The future of 3G roaming in India is in jeopardy as the telecom regulator and ministry are examining the legality of agreements that private operators have made to offer nationwide 3G.
Idea, Vodafone and Airtel had some time back inked an agreement with each other under which they would be able to offer 3G services in circles where one of them does not have spectrum, but one of the other two does. A similar agreement was inked by Tata Docomo and Aircel a few months back as well.
Operators are meanwhile defending their move saying that the unified access service license is technology neutral and thus allows them to offer wireless services using any technology. They have also argue that prior to the 3G/BWA auctions the Department of Telecom (DoT) had made it clear that “3G/BWA auction is for grant of spectrum and not for grant of license to provide 3G or BWA services”.
In an internal note, though, the DoT had clarified that a UASL (unified access service licence) licensee cannot offer 3G services, declare a tariff plan or acquire customers in a circle it hasn’t been allocated 3G spectrum in.
But if these agreements are found to be illegal and are scrapped, what will be the impact on users?

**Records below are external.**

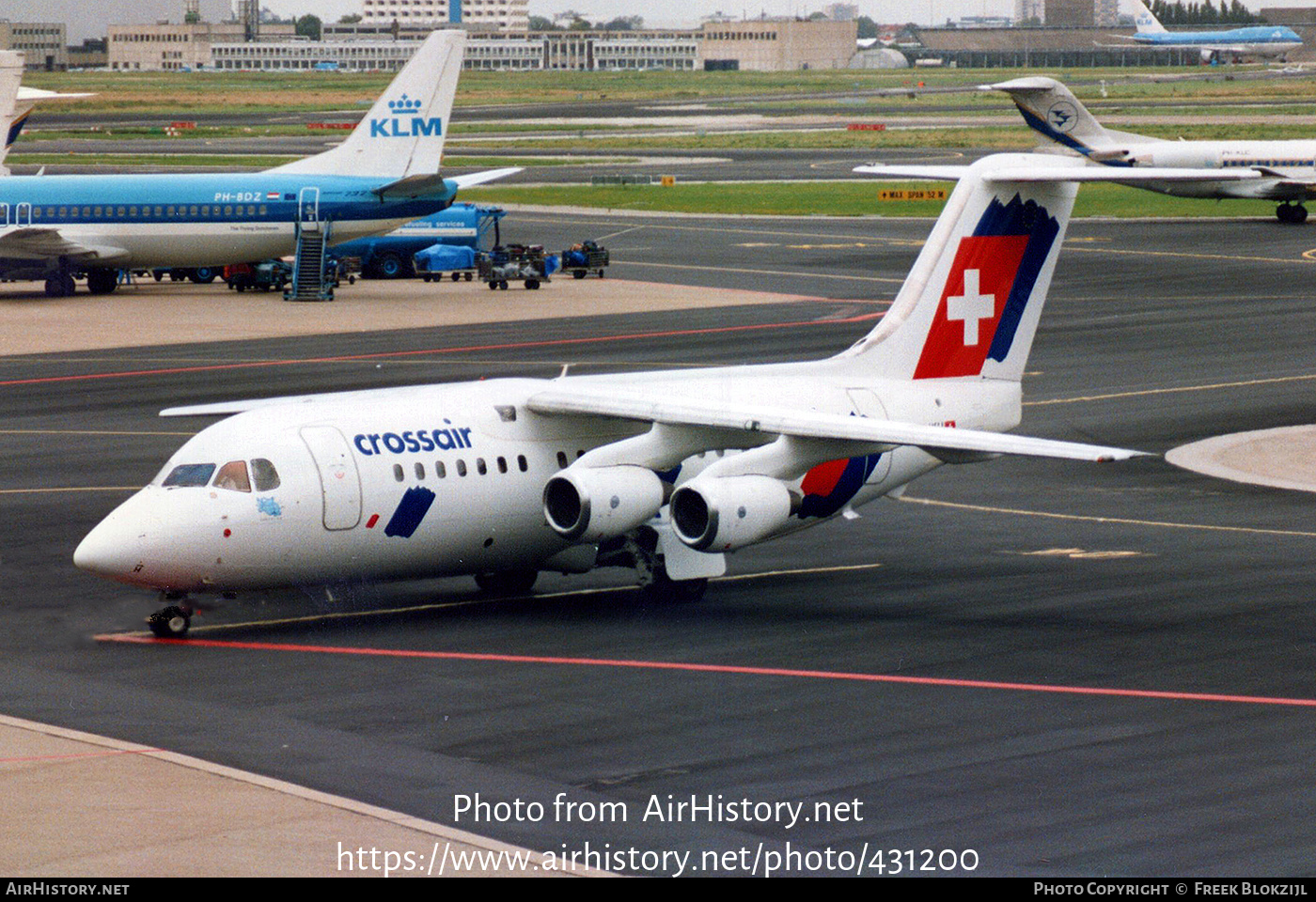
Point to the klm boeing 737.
(1250, 41)
(384, 175)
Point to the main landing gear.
(171, 621)
(61, 284)
(507, 583)
(640, 550)
(1292, 213)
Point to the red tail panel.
(971, 303)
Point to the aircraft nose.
(107, 550)
(114, 547)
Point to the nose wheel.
(170, 622)
(1293, 213)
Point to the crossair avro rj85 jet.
(661, 471)
(1274, 170)
(384, 175)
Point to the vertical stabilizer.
(973, 299)
(1053, 111)
(403, 133)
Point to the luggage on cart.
(513, 263)
(585, 257)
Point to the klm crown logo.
(404, 122)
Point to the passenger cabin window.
(233, 477)
(265, 476)
(186, 474)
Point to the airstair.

Cellular Operators Association of India argues that the roaming arrangements have helped subscribers of those operators that don’t have 3G spectrum to enjoy high speed data services and also to meet the objectives of encouraging efficient spectrum utilisation and promoting broadband penetration among citizens. It also says that the government will earn additional revenue.
The above argument, however, doesn’t hold much ground as mobile number portability is in force and therefore consumers get can choose a network that offers 3G services.

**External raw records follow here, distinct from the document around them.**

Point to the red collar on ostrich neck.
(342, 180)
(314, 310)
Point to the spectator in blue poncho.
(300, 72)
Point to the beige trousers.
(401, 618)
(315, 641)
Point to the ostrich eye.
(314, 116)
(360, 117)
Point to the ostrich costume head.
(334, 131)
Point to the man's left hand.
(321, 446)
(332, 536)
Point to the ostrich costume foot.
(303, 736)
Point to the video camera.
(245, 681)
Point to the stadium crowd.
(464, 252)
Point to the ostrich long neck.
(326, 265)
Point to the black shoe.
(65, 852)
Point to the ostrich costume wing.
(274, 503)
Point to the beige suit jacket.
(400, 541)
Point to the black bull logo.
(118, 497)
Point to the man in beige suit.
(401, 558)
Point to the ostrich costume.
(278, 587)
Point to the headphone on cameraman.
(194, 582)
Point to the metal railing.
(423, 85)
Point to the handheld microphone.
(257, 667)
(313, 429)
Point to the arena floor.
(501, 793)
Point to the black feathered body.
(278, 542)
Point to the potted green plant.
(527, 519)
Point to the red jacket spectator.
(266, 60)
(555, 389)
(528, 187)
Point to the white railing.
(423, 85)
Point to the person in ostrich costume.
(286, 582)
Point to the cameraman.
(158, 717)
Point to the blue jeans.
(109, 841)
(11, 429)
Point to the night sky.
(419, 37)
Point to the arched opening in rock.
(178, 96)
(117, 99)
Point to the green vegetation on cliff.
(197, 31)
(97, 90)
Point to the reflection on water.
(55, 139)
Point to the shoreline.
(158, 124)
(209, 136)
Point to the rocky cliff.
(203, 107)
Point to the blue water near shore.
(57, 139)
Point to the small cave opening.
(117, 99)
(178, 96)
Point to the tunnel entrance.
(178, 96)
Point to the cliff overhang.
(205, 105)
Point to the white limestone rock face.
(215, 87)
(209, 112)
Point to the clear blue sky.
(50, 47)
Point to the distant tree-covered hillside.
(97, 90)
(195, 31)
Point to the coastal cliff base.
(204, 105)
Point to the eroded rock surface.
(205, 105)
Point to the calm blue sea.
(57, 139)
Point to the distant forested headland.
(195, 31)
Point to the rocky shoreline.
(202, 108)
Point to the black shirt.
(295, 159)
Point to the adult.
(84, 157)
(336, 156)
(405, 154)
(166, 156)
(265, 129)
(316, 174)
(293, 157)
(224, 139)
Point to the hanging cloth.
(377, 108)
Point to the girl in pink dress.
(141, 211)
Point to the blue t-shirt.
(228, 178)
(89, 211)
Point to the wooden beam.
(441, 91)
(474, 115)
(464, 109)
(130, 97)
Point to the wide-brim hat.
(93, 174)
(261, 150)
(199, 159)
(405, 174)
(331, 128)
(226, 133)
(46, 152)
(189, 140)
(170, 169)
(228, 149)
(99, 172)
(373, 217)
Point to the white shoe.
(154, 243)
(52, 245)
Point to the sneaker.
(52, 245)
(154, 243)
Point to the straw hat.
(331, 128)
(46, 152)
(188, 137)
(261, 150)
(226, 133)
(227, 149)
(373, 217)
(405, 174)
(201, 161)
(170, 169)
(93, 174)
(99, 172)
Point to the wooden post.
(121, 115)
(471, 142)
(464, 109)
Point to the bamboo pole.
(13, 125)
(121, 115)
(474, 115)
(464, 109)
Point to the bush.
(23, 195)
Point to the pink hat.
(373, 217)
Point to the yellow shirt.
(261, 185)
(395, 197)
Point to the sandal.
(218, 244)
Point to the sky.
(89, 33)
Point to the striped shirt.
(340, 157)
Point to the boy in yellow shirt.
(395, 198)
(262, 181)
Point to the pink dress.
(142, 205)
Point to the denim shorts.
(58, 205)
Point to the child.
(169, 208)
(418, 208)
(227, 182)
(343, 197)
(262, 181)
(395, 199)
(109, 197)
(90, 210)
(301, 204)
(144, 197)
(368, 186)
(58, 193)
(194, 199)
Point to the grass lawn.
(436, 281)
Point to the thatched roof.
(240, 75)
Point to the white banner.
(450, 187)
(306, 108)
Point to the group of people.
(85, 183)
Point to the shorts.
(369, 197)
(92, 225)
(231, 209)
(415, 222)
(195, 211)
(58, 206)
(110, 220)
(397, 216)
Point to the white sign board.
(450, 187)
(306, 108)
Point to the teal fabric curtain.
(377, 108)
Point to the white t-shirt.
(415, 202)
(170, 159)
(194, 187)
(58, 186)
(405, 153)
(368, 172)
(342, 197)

Even if the customer gets 3G while roaming through such a pact, it is legal and provided for in the regulations. The problem right now is that as per DoT, operators can’t acquire customers for 3G services in circles where they do not have a 3G license.

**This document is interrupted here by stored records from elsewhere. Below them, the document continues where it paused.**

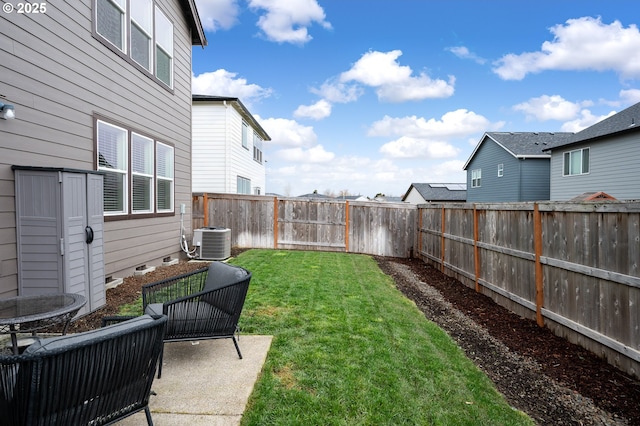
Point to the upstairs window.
(244, 185)
(165, 178)
(110, 19)
(476, 178)
(576, 162)
(164, 49)
(245, 135)
(139, 31)
(142, 160)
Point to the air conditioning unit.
(212, 243)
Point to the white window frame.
(568, 162)
(139, 157)
(160, 30)
(142, 169)
(167, 175)
(120, 5)
(245, 135)
(120, 168)
(243, 185)
(162, 44)
(257, 148)
(476, 178)
(145, 27)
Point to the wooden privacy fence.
(384, 229)
(574, 267)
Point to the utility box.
(212, 243)
(60, 227)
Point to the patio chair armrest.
(174, 288)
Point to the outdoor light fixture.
(7, 111)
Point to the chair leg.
(160, 361)
(235, 342)
(147, 412)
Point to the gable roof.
(197, 32)
(440, 191)
(239, 106)
(627, 120)
(523, 145)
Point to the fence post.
(537, 242)
(275, 223)
(346, 228)
(419, 232)
(205, 208)
(476, 250)
(442, 242)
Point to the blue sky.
(367, 97)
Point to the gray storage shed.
(60, 229)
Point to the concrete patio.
(205, 383)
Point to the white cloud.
(585, 120)
(395, 83)
(218, 14)
(548, 108)
(224, 83)
(287, 21)
(288, 133)
(337, 92)
(581, 44)
(408, 147)
(316, 154)
(464, 53)
(456, 123)
(317, 111)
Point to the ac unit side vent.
(215, 243)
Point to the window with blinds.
(138, 171)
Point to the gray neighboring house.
(511, 166)
(100, 85)
(602, 158)
(419, 193)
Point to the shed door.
(38, 232)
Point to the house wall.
(534, 179)
(522, 180)
(613, 169)
(57, 75)
(218, 155)
(493, 188)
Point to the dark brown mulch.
(569, 364)
(573, 366)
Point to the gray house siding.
(613, 168)
(493, 188)
(60, 77)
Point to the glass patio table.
(27, 314)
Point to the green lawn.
(350, 349)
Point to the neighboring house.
(228, 146)
(419, 193)
(102, 85)
(508, 167)
(600, 158)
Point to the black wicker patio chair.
(92, 378)
(202, 304)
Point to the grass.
(350, 349)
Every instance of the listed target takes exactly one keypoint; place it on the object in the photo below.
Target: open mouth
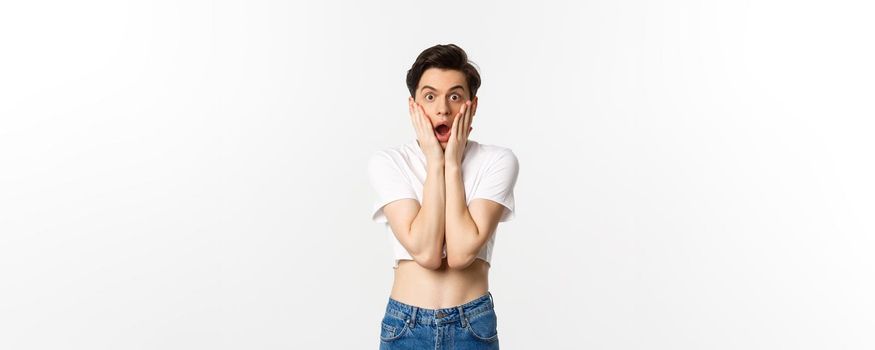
(442, 130)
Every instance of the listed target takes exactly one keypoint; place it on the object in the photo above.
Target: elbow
(459, 261)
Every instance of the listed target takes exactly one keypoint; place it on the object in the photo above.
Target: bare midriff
(440, 288)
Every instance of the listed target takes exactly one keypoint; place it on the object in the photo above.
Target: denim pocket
(392, 328)
(484, 326)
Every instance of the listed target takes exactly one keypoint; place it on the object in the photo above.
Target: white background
(192, 175)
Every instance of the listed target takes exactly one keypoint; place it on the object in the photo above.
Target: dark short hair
(447, 56)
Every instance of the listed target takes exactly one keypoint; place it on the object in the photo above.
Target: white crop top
(488, 172)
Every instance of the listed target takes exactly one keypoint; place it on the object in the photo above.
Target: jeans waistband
(460, 313)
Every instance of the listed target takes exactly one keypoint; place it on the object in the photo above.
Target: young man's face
(441, 93)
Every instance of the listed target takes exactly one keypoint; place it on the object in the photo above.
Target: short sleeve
(499, 181)
(388, 182)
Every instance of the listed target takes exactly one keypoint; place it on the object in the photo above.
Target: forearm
(461, 231)
(427, 228)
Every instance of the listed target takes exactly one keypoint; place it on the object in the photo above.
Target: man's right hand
(428, 142)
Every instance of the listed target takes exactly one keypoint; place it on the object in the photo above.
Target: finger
(424, 124)
(464, 127)
(454, 130)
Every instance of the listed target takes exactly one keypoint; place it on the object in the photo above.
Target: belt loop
(462, 317)
(413, 318)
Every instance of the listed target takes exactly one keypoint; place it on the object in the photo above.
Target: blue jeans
(469, 326)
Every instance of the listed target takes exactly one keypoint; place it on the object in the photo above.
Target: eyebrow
(451, 89)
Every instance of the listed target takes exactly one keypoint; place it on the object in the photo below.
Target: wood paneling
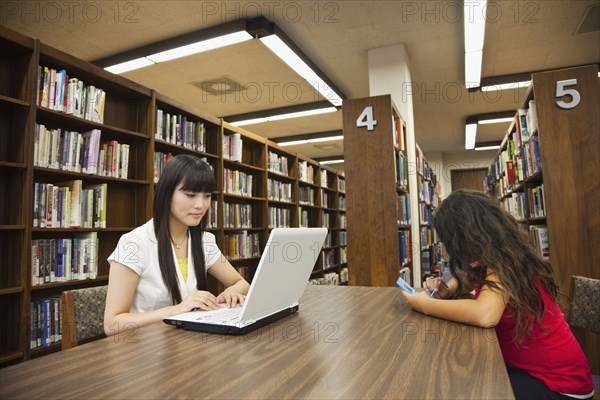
(345, 342)
(371, 194)
(570, 151)
(468, 179)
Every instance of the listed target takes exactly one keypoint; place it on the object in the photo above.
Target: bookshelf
(555, 149)
(377, 192)
(429, 198)
(155, 128)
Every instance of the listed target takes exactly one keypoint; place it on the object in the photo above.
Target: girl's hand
(230, 297)
(416, 301)
(199, 299)
(436, 284)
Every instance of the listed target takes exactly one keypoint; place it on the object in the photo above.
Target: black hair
(196, 176)
(474, 228)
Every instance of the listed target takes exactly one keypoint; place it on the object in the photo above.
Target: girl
(159, 269)
(514, 292)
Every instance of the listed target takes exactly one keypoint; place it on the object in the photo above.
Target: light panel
(287, 55)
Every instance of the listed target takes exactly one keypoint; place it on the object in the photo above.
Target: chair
(82, 315)
(585, 303)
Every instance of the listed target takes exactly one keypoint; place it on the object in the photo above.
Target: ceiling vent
(590, 21)
(219, 86)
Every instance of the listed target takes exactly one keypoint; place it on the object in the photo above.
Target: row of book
(211, 216)
(46, 322)
(306, 195)
(515, 205)
(241, 245)
(537, 201)
(304, 220)
(278, 164)
(237, 215)
(342, 238)
(425, 214)
(280, 217)
(232, 147)
(328, 259)
(69, 205)
(404, 247)
(80, 152)
(237, 182)
(426, 236)
(539, 237)
(403, 206)
(63, 260)
(331, 278)
(406, 274)
(342, 203)
(398, 130)
(279, 191)
(401, 170)
(176, 129)
(306, 172)
(56, 91)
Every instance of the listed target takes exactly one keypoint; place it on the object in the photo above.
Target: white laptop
(281, 277)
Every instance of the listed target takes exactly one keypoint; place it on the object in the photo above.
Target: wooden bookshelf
(568, 159)
(134, 115)
(373, 186)
(428, 191)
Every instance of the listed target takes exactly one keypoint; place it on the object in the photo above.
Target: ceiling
(521, 36)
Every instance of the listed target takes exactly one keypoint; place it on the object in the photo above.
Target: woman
(514, 292)
(159, 269)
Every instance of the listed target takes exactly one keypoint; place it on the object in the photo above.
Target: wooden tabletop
(345, 342)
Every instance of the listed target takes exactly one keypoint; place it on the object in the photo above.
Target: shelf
(71, 284)
(13, 165)
(11, 291)
(87, 177)
(14, 355)
(12, 227)
(84, 124)
(81, 230)
(11, 101)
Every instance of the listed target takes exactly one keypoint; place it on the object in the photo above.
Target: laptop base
(230, 329)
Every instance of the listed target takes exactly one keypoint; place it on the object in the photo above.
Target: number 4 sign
(366, 119)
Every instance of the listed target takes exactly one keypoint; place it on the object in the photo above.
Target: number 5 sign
(561, 91)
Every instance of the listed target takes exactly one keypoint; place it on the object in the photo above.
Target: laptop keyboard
(224, 314)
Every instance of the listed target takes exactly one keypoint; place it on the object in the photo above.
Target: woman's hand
(231, 297)
(198, 299)
(417, 300)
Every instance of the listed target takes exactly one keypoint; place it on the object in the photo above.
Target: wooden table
(345, 342)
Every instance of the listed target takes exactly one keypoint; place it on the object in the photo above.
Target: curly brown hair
(474, 228)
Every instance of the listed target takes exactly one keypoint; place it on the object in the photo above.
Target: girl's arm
(237, 287)
(485, 311)
(122, 285)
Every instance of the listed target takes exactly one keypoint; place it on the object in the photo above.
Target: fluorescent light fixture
(341, 160)
(287, 55)
(316, 111)
(473, 62)
(474, 29)
(199, 47)
(474, 19)
(503, 86)
(129, 65)
(487, 148)
(495, 120)
(306, 141)
(470, 133)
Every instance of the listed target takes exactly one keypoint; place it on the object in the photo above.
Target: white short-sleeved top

If scrapped, the operators who offer 3G services in a particular circle as well as those who lease out spectrum will loose additional revenue. It may be noted that 3G services are not catching up as was initially expected so any source of revenue is good even if it means creating a competitor.
But if the arrangements are a win-win situation for all (operators, the government, and consumers), why is the government opposing them?
There are two sets of operators who have a problem with these agreements: The public sector player BSNL is opposing the move because it has to face increased competition as the number of 3G players in any one circle wasn’t expected to exceed four (including BSNL), but it now turns out to be up to six in certain circles. Ironically, when BSNL used to be a lone player in the 3G market it complained that lack of competition was hampering the growth of the ecosystem.
The other set of players are those who don’t have any 3G spectrum at all, and therefore are not even likely to be able to get a good roaming deal as they do not have any bait to offer. This indeed is unfair competition because if a technology neutral regime benefits one set of players, it is only fair if it benefits others too.
The government is also aggrieved as there is a feeling that auction prices could have gone higher if operators had known that there would be no way to operate 3G services in circles for which they don’t have a 3G licence.